= Fabio Barraclough =

Eduardo Joel Fabio Barraclough Valls (1923 – 6 January 2019) was a Spanish-born academic noted for his connection to police in apartheid South Africa.

==Career==
Barraclough was born in Madrid in 1923, to a Spanish mother and Yorkshire father who founded Madrid's Chamber of Commerce. He moved to London with his family in the 1930s as a refugee from Francoist Spain. He taught fine art and sculpture at Rugby School, where colleagues considered him "highly entertaining, a most unorthodox and highly gifted" teacher. He established himself during the 1960s and early 1970s as an authority on sculpture, publishing in academic journals and becoming a member of the Royal British Society of Sculptors. In 1974, Barraclough was appointed to a three-year contract as professor of fine arts at the University of the Witwatersrand. some colleagues there did not think well of his work, and he was transferred to a job at an associated gallery.

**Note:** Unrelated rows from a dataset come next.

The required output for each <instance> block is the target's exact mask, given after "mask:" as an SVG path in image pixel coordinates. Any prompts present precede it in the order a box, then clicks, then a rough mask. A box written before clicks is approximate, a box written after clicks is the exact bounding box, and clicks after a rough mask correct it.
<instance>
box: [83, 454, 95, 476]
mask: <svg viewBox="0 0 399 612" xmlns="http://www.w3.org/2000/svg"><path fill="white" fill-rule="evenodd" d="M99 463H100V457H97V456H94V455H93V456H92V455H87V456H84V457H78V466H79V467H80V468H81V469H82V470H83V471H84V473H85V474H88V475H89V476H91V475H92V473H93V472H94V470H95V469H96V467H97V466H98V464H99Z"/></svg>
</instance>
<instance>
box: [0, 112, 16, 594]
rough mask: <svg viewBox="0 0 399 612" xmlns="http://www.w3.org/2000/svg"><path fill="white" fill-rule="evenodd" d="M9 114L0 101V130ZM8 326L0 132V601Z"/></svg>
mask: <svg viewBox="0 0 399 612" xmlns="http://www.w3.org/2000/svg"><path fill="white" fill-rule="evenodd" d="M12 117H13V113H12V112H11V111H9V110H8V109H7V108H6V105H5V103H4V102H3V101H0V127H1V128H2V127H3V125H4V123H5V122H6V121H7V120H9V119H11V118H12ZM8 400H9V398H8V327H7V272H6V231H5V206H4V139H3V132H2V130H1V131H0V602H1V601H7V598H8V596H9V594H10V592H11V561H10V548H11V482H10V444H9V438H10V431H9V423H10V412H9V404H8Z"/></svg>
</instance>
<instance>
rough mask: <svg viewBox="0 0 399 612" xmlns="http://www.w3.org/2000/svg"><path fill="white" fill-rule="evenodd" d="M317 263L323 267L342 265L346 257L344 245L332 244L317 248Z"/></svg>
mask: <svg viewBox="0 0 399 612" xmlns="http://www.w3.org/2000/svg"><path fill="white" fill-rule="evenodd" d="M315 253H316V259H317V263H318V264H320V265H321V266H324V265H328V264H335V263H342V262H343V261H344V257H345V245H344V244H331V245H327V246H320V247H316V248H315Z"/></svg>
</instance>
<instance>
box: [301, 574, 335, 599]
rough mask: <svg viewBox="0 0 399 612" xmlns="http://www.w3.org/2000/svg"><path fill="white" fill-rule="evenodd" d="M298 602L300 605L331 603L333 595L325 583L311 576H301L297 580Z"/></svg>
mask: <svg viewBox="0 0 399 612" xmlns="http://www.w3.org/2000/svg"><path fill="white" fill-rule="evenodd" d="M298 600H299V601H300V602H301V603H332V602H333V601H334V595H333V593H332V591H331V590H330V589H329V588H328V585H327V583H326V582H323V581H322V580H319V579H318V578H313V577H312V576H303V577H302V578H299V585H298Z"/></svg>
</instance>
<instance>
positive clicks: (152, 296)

In 2000, it was revealed that Barraclough, while outwardly living the life of anti-apartheid activist since the 1970s, had been a paid informant of the South African state security police. The media was used to promote his image as a "brilliant, liberal artist with apparently impeccable credentials" in order to gain public trust, while he was funneling money from anti-apartheid groups to the police. He died on 6 January 2019.